Reception: Saturday, February 17 from 12:30pm to 2:30pm
The groundbreaking photography exhibition featuring turbaned Sikh men and women from across the country will be on display at the Sandy Spring Museum from February 14 – March 24, 2018. The project will provide a window into the resilience of the Sikh American community.
Sikhs wear articles of faith (including a turban and unshorn hair) to represent equality, justice and tolerance for all. However, Sikhs have been the victims of a disproportionate amount of discrimination, harassment and violence in recent years. The Sikh Project will feature 38 portraits of Sikh American men and women that explore the style and significance of the Sikh articles of faith and the diversity of the Sikh American community.
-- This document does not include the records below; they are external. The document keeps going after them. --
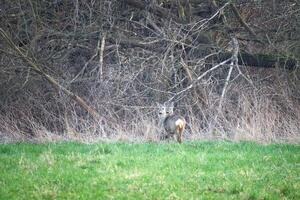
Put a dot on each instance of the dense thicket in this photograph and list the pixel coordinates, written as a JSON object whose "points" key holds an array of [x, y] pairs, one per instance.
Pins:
{"points": [[89, 69]]}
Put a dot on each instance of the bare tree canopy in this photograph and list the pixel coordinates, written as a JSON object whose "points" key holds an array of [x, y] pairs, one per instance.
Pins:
{"points": [[97, 68]]}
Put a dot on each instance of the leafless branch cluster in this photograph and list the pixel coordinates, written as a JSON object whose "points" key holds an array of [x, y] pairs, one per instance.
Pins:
{"points": [[95, 69]]}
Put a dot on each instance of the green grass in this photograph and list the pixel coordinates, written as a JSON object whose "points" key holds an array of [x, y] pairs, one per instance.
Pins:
{"points": [[198, 170]]}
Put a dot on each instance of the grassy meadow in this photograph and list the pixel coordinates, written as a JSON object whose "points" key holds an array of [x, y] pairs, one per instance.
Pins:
{"points": [[195, 170]]}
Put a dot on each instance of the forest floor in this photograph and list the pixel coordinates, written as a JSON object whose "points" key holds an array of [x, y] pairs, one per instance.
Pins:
{"points": [[194, 170]]}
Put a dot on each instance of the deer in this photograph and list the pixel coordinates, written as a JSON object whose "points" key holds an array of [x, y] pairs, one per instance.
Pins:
{"points": [[173, 124]]}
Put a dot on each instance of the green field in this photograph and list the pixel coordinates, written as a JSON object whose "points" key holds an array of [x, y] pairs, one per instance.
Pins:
{"points": [[198, 170]]}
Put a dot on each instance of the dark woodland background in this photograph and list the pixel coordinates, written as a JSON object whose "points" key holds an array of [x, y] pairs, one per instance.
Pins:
{"points": [[94, 70]]}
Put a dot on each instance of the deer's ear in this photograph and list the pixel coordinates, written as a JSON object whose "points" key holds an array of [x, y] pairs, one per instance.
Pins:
{"points": [[172, 104]]}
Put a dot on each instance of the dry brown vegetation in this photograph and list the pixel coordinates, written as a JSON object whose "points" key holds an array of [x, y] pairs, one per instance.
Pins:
{"points": [[94, 70]]}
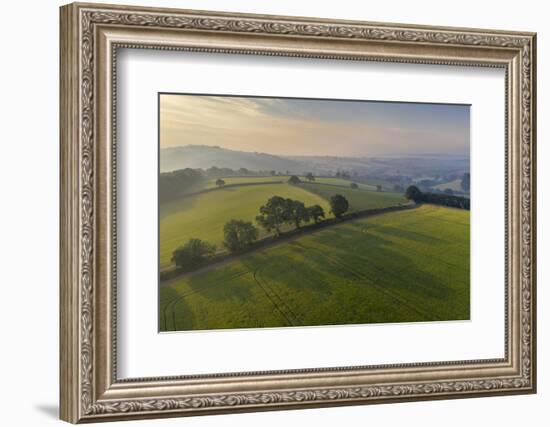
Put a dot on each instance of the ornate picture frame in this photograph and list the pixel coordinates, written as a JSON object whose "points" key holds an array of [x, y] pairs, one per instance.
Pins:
{"points": [[90, 37]]}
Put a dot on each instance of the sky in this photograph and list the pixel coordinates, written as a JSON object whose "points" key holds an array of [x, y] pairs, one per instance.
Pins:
{"points": [[293, 126]]}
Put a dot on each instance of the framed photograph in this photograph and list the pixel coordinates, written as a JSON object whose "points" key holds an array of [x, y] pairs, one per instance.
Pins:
{"points": [[264, 212]]}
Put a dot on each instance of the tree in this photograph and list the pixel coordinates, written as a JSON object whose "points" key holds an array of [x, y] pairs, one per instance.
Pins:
{"points": [[192, 254], [316, 212], [339, 205], [294, 180], [465, 182], [413, 193], [239, 234], [273, 214], [297, 212]]}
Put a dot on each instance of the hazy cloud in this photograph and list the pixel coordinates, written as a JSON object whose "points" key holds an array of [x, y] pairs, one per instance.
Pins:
{"points": [[314, 127]]}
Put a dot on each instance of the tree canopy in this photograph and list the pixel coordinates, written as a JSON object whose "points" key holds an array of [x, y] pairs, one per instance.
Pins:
{"points": [[465, 182], [239, 234], [273, 214], [192, 254], [339, 205], [413, 193], [297, 212], [316, 212], [294, 180]]}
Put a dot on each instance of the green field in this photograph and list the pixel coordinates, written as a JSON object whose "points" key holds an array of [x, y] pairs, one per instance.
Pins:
{"points": [[204, 215], [411, 265], [359, 199]]}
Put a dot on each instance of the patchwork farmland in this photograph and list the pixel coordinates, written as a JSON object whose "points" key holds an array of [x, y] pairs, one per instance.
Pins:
{"points": [[403, 266]]}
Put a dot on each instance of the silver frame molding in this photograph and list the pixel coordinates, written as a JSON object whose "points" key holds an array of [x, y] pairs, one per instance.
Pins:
{"points": [[90, 37]]}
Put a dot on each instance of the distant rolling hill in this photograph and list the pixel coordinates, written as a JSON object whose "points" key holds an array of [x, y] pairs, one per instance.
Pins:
{"points": [[204, 157]]}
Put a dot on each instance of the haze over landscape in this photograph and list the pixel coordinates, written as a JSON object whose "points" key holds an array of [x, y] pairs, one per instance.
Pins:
{"points": [[304, 127], [293, 212]]}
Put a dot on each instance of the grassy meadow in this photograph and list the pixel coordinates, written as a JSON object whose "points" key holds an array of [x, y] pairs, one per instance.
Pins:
{"points": [[405, 266], [202, 215]]}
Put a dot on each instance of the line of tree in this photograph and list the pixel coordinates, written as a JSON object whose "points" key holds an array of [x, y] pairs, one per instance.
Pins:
{"points": [[193, 254], [279, 211], [414, 193], [239, 235]]}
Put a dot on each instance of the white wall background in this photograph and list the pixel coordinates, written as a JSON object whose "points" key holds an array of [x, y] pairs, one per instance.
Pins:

The Sikh turban will be on full display at the Sikh Project, which also examines some of our greatest misguided fears as Americans.
The photo subjects have compelling stories and many have broken major barriers. These include several local subjects, including the first Sikh news reporter in the DC metro area; a Maryland-based music artist and American Idol contestant; and also Sikhs across the country with amazing stories including the first active duty Sikh soldier to maintain his articles of faith while actively serving in the U.S. Army.
U.S. Army Captain, Washington, DC
Captain Simratpal Singh was born in Punjab, India in 1987 and immigrated to the United States as a child. Growing up, he admired his great grandfather’s British Indian military career and believed in the shared principles of his Sikh faith and military service – discipline, self-sacrifice and service to others.
After enrolling at West Point in 2006, he made attempts to obtain a religious accommodation, but was forced to conform by removing his turban and cutting his hair. After numerous promotions and a Bronze Star, he remained tormented by this decision and vowed to one day return to his articles of faith. In a 2016 landmark legal decision, Captain Singh became the first active duty Sikh soldier to maintain his articles of faith while actively serving in the U.S. Army.
Director, Producer and Filmmaker, Ellicott City, MD
Harpreet Kaur works as a producer for a PBS member station and is the founder of Sach Productions. She was the first Sikh news reporter in the Washington D.C. area. For over a decade, Harpreet has directed award-winning documentaries shedding light on social issues. Through advocacy and storytelling, Harpreet has impacted the lives of the individuals in her films and has inspired her audiences to become proactive.
Her debut feature documentary, The Widow Colony, was the first Sikh film to be shown at the Canadian and U.K. Parliament, followed by a screening at the United States Congress. Her documentary A Little Revolution takes viewers into the homes of children of farmers in Punjab, India, who have committed suicide. Harpreet strives to educate, entertain and enlighten viewers with her ability to share compelling stories.
- Wednesday through Saturday: 10am to 5pm
Admission is free for the general public on Wednesdays, excluding groups. On other days, admission is $3 – $5 per person.